INVESTIGADORES
GINNOBILI Santiago
congresos y reuniones científicas
Título:
Optimality Models and the Propensity Interpretation of Fitness
Autor/es:
ROFFÉ, ARIEL; GINNOBILI, SANTIAGO
Lugar:
Sao Paulo
Reunión:
Congreso; International Society for History, Philosophy and Social Studies of Biology; 2017
Institución organizadora:
74. International Society for History, Philosophy and Social Studies of Biology (ISHPSSB) & Brazillian Association of Philosophy and History of Biology (ABFHIB)
Resumen:
The aim of this presentation is to examine the nature of the relation between optimality models and the concept of fitness. More specifically, to scrutinize the role that the so-called "Propensity interpretation of fitness" ascribes to optimality models in evolutionary biology. According to this account, the concept of fitness can be thought of as a probabilistic one; the novelty comes, however, in the way that it proposes to interpret this mathematical concept.
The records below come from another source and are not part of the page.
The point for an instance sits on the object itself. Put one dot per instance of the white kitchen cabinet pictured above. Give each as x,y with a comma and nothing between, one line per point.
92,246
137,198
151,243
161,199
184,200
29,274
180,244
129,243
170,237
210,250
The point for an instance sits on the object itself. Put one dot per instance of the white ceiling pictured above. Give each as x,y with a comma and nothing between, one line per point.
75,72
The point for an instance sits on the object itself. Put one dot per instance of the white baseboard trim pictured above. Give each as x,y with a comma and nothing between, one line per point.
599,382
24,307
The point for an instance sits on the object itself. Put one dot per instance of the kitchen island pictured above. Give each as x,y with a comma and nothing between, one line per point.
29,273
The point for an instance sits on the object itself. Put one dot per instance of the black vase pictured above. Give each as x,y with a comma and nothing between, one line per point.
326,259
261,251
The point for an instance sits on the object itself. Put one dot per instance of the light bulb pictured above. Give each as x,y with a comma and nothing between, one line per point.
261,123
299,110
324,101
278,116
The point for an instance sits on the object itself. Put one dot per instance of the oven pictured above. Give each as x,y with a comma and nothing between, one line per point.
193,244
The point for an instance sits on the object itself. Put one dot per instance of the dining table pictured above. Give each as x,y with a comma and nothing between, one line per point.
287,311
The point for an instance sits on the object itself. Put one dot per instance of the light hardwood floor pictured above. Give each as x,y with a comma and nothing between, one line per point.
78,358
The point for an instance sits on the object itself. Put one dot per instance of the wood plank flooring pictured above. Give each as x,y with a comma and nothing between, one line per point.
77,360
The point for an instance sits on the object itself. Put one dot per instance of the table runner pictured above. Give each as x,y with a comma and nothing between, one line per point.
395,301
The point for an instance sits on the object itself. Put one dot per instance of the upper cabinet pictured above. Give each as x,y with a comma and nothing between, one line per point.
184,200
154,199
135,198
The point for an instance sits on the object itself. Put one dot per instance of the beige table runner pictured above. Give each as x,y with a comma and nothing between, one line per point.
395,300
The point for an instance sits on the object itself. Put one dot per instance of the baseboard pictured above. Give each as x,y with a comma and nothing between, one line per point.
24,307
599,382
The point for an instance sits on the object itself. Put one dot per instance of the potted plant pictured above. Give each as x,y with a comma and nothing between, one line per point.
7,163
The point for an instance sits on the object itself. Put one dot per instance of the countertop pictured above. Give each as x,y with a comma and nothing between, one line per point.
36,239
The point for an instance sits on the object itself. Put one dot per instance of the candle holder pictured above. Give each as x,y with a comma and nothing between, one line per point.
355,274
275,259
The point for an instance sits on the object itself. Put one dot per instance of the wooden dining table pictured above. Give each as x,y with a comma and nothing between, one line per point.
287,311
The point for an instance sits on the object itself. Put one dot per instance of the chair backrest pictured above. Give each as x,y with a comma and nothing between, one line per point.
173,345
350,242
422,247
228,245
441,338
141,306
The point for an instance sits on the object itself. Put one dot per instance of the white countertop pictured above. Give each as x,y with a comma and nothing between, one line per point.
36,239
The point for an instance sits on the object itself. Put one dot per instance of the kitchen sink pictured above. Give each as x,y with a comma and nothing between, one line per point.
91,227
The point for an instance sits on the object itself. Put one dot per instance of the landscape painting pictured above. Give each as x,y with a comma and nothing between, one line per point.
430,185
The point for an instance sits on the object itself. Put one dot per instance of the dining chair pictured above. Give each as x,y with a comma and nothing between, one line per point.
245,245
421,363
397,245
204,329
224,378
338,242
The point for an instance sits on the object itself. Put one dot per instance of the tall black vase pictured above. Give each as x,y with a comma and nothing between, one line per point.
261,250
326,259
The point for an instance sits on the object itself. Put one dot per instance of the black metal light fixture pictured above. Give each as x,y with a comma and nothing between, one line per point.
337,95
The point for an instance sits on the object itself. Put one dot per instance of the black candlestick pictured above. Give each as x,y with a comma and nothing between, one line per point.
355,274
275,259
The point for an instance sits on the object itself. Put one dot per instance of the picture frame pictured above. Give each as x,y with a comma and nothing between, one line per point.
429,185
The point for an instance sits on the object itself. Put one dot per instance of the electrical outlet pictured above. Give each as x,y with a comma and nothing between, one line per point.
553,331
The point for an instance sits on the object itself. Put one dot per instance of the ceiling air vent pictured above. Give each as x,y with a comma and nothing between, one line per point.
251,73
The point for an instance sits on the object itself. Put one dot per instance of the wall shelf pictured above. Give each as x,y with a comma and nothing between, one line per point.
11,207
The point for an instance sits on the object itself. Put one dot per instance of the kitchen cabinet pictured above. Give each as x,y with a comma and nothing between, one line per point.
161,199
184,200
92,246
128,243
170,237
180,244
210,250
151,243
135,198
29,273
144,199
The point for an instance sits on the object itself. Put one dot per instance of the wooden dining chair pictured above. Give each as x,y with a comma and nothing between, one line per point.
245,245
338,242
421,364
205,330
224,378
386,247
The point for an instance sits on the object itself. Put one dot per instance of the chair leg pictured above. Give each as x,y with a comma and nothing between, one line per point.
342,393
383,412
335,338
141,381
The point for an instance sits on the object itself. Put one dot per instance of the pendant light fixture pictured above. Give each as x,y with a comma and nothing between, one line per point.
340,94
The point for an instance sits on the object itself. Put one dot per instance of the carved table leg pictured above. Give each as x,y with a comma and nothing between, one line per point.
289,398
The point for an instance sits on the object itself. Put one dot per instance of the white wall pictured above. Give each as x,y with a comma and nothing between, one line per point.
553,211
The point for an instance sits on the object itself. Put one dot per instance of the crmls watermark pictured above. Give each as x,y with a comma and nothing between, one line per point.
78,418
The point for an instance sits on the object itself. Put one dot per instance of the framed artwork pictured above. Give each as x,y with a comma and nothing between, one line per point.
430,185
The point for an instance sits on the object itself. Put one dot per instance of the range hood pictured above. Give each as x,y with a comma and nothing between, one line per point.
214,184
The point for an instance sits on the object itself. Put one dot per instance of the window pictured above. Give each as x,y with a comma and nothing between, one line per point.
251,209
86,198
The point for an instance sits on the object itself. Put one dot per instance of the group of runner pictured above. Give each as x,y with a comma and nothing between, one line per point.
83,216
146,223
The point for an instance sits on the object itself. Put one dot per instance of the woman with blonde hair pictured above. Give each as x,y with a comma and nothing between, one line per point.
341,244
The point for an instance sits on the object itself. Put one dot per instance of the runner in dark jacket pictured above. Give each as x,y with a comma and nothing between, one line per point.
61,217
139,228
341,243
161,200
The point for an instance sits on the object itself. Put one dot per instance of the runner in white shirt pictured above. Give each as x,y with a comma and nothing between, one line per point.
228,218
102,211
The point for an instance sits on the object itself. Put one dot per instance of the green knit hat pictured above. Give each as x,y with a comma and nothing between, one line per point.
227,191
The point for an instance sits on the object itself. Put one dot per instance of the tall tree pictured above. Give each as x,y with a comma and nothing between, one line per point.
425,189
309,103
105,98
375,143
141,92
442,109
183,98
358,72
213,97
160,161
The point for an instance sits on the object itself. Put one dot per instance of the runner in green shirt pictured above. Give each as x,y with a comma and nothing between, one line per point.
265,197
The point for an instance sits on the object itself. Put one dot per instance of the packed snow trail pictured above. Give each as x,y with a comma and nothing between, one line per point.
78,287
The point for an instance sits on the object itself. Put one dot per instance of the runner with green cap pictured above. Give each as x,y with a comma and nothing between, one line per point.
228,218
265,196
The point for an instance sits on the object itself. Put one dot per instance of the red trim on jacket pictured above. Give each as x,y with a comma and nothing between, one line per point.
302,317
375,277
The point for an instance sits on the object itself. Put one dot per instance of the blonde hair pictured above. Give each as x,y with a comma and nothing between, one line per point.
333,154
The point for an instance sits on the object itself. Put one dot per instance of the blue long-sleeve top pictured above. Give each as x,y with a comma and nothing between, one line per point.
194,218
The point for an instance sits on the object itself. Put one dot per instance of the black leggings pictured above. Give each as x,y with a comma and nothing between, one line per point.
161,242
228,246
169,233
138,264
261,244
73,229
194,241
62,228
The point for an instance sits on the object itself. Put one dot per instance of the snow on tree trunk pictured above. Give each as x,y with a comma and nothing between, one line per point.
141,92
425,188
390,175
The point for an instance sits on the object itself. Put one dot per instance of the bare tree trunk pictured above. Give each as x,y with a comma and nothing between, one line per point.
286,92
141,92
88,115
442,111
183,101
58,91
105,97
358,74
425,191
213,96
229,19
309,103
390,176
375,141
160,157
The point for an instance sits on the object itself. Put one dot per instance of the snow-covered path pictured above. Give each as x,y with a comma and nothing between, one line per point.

Indeed, it is not done frequentially (i.e. the probability of an event A is its relative frequency in an infinite number of experiments), as is usual in most applications of probability theory, but rather as a propensity (i.e. the probability of A is its propensity to take place). Propensities, as dispositions, explain relative frequencies in the long run, so they can be determined/operationalized/estimated through them, just as in the frequentist interpretation. The point is that these dispositional properties should also be operationalizable independently of frequencies, otherwise the propensity account would collapse, in practice, with the frequency one. In the context of fitness as a propensity, this idea translates to the thesis that fitness values can be determined independently of actual reproductive success, via optimality models. So far, proponents of the propensity account have not specified exactly how these intependent determinations actually work, but a plausible way is via the models' currency values. For example, many claim that acceptable currencies must be chosen as "proxies" or "substitutes" of fitness values. We will argue that, at least for an important subset of optimality models (those coming from Optimal foraging theory), currency values cannot be taken to be operationalizations of fitness values, and thus cannot be used as "proxies" for them. Additionally, we will hold that the relation between currencies (such as energetic efficiency) and fitness is empirical and not conceptual; that is, that it is also possible to connect a frequentist concept of fitness with ecological considerations through some empirical statement(s). Finally, we suggest that restrictions on acceptable currencies come from functional biology, not from evolutionary biology. We conclude that, if the propensity account cannot adequately capture all of these facts, then it loses some of its initial appeal.